Valuation & Negotiation Strategy
Listing asks 2.1× revenue / 2.1× profit (implied ~£155k). Given the very high reported margin but short track record and single product concentration, recommend negotiating a structured purchase:
Initial cash at ~1.5–1.7× profit (≈ £110k–£125k) plus an earn-out (20–35%) tied to 6–12 month revenue or profit targets to capture upside if the buyer successfully scales paid channels.
Alternatively, pay ~£125k upfront (1.7× profit) + £30k–£40k deferred contingent on achieving agreed net revenue targets for 12 months.
Rationale: protects buyer from overstated sustainability while letting seller capture upside if business performs once paid channels are tested.
(If the buying committee prefers a single cash offer, insist on contract warranties & reps and increase holdback / escrow to cover indemnities.)
90-day Post-Acquisition Growth Roadmap (High level)
Phase 1 (Days 0–30): Verify & stabilize
Complete data audit (Shopify payouts, bank, GA). Transfer accounts & set up admin access backups.
Legal review of product copy & disclaimers.
Phase 2 (Days 30–60): Conversion & LTV
UX audit and conversion optimization (speed, trust signals, checkout flow).
Implement Trustpilot & automated review capture.
Add 1–2 immediate upsells or a “Pro” bundle to increase AOV.
Phase 3 (Days 60–90): Paid test & scale
Launch small, tightly tracked paid tests on TikTok & Meta (CPA targets set from model above).
Expand affiliate recruitment and implement performance incentives.
Begin content/SEO program for high-intent search queries.
Final Recommendation
Conditional acquisition recommended only after a thorough verification of the supplied financials, Shopify payouts, GA data, and legal review of product claims. The asset is attractive: proven organic demand, low operating friction, and clear scaling levers (paid ads, SEO, upsells). However, data inconsistencies, regulatory risk, and single-product dependence justify a conservative purchase structure (lower upfront multiple + earn-out / holdback). If the numbers verify and the legal review is clean, this business is a strong candidate for a marketing-led operator who can turn organic proof into paid scale and launch higher-AOV products.
Immediate Questions To Ask The Seller (To include in your initial diligence outreach):
Why are you selling? (motivation influences price and transition risk).
Please provide 12-24 months of Shopify payouts & merchant statements.
Provide admin access (read-only) to GA/Shopify/email for verification.
Confirm number of unique customers vs orders — explain why customers > orders in the listing.
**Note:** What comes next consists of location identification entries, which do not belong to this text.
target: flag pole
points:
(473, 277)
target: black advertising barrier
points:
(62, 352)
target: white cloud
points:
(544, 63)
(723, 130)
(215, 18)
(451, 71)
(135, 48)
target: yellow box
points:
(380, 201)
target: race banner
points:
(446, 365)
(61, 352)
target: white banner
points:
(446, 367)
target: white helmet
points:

Provide trademark registration docs and confirmation of IP assignment.
Any prior or current legal complaints, regulatory enquiries, or cease & desist letters?
Confirm affiliate agreements and the identities of top-3 affiliates and their contribution to revenue.
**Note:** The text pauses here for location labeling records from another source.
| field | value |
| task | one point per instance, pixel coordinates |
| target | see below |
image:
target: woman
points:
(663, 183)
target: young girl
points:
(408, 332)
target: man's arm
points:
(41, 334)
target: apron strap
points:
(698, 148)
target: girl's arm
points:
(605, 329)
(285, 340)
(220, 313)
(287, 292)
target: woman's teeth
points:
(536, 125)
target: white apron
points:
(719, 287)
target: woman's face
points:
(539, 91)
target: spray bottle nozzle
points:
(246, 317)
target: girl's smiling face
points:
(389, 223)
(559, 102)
Quick Risk-mitigation Checklist (Buyer bedside):
Hold 15–30% of the purchase price in escrow for 6–12 months to cover misstatements.
Include a 12-month earn-out for growth upside.
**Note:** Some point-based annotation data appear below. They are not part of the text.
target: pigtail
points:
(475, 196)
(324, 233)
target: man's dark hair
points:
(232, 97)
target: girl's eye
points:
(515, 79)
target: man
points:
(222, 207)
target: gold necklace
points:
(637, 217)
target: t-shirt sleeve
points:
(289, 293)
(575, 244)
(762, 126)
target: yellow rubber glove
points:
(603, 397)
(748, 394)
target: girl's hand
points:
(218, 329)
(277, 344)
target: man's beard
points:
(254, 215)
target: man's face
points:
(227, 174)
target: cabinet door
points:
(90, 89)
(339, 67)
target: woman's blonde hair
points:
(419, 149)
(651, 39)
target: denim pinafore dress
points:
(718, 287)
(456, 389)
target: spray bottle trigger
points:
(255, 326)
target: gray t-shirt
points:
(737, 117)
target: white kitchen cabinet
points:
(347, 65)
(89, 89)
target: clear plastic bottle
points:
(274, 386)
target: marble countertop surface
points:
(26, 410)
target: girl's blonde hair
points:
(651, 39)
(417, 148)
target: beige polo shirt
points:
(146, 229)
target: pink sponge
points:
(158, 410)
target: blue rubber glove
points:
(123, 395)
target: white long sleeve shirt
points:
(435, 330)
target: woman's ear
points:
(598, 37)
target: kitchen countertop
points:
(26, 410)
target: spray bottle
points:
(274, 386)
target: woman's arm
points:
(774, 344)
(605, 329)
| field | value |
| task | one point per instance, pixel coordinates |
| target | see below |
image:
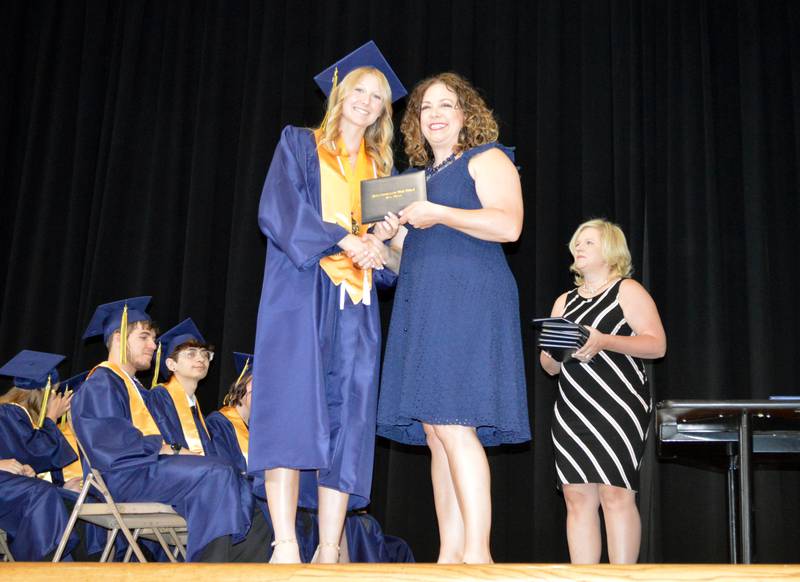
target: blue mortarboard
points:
(31, 370)
(243, 362)
(107, 318)
(74, 382)
(366, 55)
(169, 340)
(183, 332)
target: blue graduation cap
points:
(183, 332)
(169, 340)
(110, 317)
(367, 55)
(33, 370)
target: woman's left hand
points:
(594, 345)
(75, 484)
(421, 214)
(387, 228)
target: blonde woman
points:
(603, 408)
(318, 334)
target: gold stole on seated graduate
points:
(46, 475)
(140, 415)
(73, 469)
(242, 432)
(340, 193)
(181, 402)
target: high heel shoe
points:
(315, 557)
(280, 542)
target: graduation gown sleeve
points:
(160, 405)
(223, 436)
(43, 449)
(102, 419)
(286, 215)
(33, 515)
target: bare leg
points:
(583, 523)
(282, 489)
(451, 526)
(469, 470)
(332, 510)
(623, 526)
Require representations/warranty insurance or seller indemnities for IP and compliance.
Require a 30–90 day transition period & knowledge transfer.
Closing summary
This e-commerce business is a compact, extremely margin-rich digital asset with proven organic demand and visible upside if it can be turned into a higher-LTV product suite and monetized with paid channels. The primary barriers to a clean buy decision are data inconsistencies, regulatory exposure given the insurance-adjacent content, and single-product concentration. If you can validate the Shopify/payout records, confirm GDPR/legal safety, and secure appropriate contractual protections (escrow/earn-out), this asset looks like a good fit for an operator with marketing muscle — particularly one who can raise AOV/LTV before committing heavy paid budgets.